第百二十四話 病床にて

「過労と風邪でしょう。命に別状はありませんので、ご安心ください」


 年老いた軍医が、腕組みしながら言った。その隣にあるベッドでは、真っ赤な顔をした輝星が寝息を立てていた。


「無理をしすぎたか……やむを得まい。ほんの数日前までわが軍を相手に大立ち回りし、挙句に姉上の乱行だ。身体を壊すなという方が無理がある……」


 短くため息を吐き、ヴァレンティナが輝星の横たわったベッドに腰掛けた。そして優しい手つきで彼の頭を撫でる。その腕を、あからさまに不機嫌な表情のノラが掴んだ。両者はしばしにらみ合ったが、文句が飛ぶ前にテルシスが咳払いする。


「やめたまえ、君たち。病人の前で争うなど、騎士の行いではないぞ」


「失礼」


 表情を繕い、ヴァレンティナが手を引っ込める。ノラはぶぜんとした顔のまま、ベッドの彼女とは反対側に座った。ちょうど背中合わせの状態だ。


「とりあえず、我が愛は大丈夫ということで間違いないんだね」


 ヴァレンティナは軍医に念押しして聞いた。突然高熱を出したと聞いたので、随分と気をもんでいたのだ。ディアローズから受けた暴行は大したものではないが、それでも貧弱な地球人テランのことなので心配になるなという方が無理な話だ。

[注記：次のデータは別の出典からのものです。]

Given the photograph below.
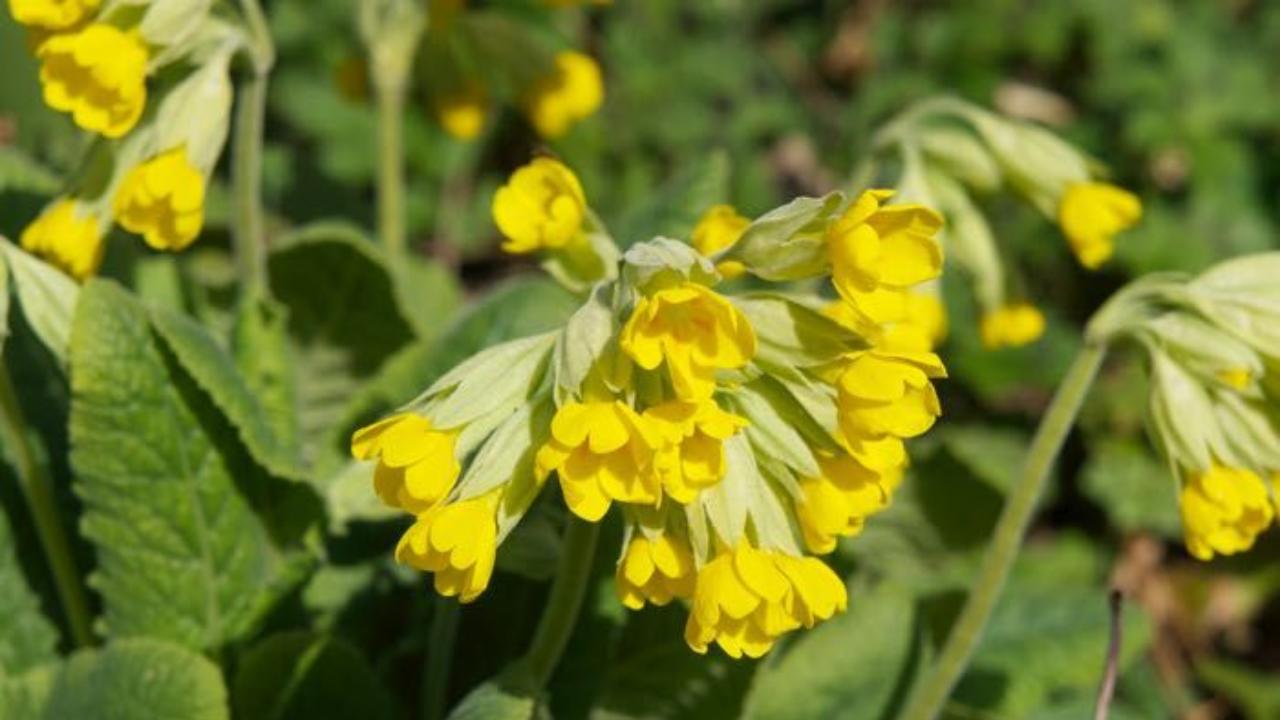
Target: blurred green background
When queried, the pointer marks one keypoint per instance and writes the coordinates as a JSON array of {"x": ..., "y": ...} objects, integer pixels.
[{"x": 754, "y": 101}]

「ええ、もちろんです。この"プロシア"は皇族の乗艦として設計されていますから、医療設備も専門の病院船並みのものを揃えています。怪我や病気を見逃すということは、あり得ませんよ」


「ふむ……」


 自らの顎を擦りながら、ヴァレンティナは唸る。


「後で検査データを寄越してほしい。一応、しっかりした本格的な検査はしているんだろう?」


「え? ええ、まあ……」


 輝星がヴァレンティナのお気に入りであることは知っているから、確かに不必要なほどの厳重な検査は行った。万一の診断ミスがあってはいけないからだ。現在の技術であれば、患者に負担をかけずに全身くまなく検査することも容易だ。

 とはいえ、そのデータをヴァレンティナが欲しがるというのは解せない。好きな男のデータを見て興奮する稀有なタイプの変態なのではないかと疑いつつも、結局上官に抗弁することのできない軍医は仕方なく頷いた。


「わかりました。後ほど纏めておきます」


「ああ、助かる」


 静かに頷くヴァレンティナ。そんな彼女に、テルシスは肩をすくめて見せた。


「しかし参ったな、ヴァレンティナ殿。連中……ディアローズ派との戦いは避けられん。せっかくくつわを並べて戦えると思ったのだが」


「反乱に参加したのは本体のせいぜい半分と少し。まともに当たれば、まあ大きな被害は避けられないデスね」


 同調したのはノラだ。四天でこの反乱に参加したのは彼女とテルシスのみ。向こうにリレンとエレノール、そしてヴディアローズが居る以上、人材の質のアドバンテージもない。むしろ四天とヴァレンティナは乗機を失っているのにディアローズの"ゼンティス"は健在なのだから、向こうの方が有利だとすらいえる。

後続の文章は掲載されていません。